Jon Bonne, wine editor of the San Francisco Chronicle, responds:
"A tricky question. My advice is this -- go for it. If you think it's up to par, and you think the lucky reunion will happen, it'll be worth the $$ to have an extra bottle. Certainly, Flowers is of a quality that, for many people, it will be a truly special wine. But there are many other Pinots in the sea. If it proves to be a special wine for you two, you'll enjoy it all the more. If it doesn't all work out, I think you should be able to find a reasonable substitute for Flowers. Finding another good Pinot in California is certainly easier than finding just the right special person."

Monday, March 26, 2007

Romance and Flowers

Today, I bought a bottle of Flowers pinot on a gamble. I have been looking forward to trying Flowers for the past two years, but haven’t gotten the chance to buy a $50 bottle on my student budget. Due to recent events, I decided to take a big risk and splurge.

Diane, my girlfriend of two years, and I had an argument on Friday night which resulted in a break to “think about us”. If I could only take back everything that I said that night… But alas, I sit here waiting for her to make a call on the future of our relationship. Once the gravity of my situation set in, I called my mom. She advised that I pick up a great bottle to help me through this fight. At the wine shop I zeroed in on the Robert Sinskey pinot that I discovered a few months ago at First Crush. As I was bringing the Sinskey to the counter, the bottle of Flowers caught my eye.

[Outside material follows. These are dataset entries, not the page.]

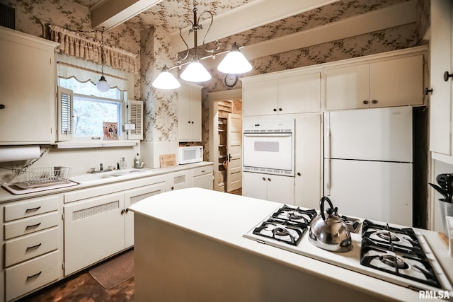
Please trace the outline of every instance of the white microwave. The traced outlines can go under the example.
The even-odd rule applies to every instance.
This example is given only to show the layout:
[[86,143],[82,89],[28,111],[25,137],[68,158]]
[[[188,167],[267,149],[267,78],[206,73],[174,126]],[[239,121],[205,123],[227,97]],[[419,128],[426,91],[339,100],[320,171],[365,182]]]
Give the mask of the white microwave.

In a moment of impulse, I grabbed the Flowers and slapped my credit card down. I hatched a plan.

When Diane and I resolve our break, kiss and make up, I will pop the cork on the Flowers and toast to love and forgiveness. If my plan works, this bottle may very well become the bottle of Jonathan and Diane. It will be a feature at future anniversaries and maybe even be poured at a wedding. The pinot will be a celebration of great wine and of great love.

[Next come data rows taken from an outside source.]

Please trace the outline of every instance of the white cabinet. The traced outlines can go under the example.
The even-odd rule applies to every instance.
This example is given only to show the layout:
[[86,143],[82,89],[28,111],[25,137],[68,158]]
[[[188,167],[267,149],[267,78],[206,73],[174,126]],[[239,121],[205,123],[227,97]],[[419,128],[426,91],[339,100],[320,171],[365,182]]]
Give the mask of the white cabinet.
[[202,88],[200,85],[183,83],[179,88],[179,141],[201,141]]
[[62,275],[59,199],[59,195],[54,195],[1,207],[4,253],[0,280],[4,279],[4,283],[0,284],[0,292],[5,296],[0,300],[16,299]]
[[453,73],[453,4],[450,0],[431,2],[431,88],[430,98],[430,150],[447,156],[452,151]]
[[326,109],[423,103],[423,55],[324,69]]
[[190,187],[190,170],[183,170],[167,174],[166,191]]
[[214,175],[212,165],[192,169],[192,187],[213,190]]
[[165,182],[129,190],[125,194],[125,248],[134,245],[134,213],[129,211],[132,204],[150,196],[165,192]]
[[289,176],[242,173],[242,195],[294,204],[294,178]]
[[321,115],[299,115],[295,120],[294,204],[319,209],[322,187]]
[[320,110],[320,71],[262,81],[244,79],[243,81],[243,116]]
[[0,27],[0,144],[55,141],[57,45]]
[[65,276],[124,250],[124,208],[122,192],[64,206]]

But what if my plan goes South and there is a dissolution of Diane and Jonathan? Flowers will wilt into a bottle of tears and heart break. I don’t think I will be able to bring myself to drink it. If I get up the courage to pop the cork, it will be a solemn experience. I will never be able to appreciate this wine for what it’s worth. When perusing wine lists, it will be vino non grata. When tasting flights of California pinots, I will have to slide the glass away from me and resign myself to an incomplete tasting.

So, what should I do? Should I preemptively uncork it tonight and dull the pangs of my anxiety? Or should I put the Flowers on the line and hope that Jonathan and Diane will have just the right bottle when the time is right?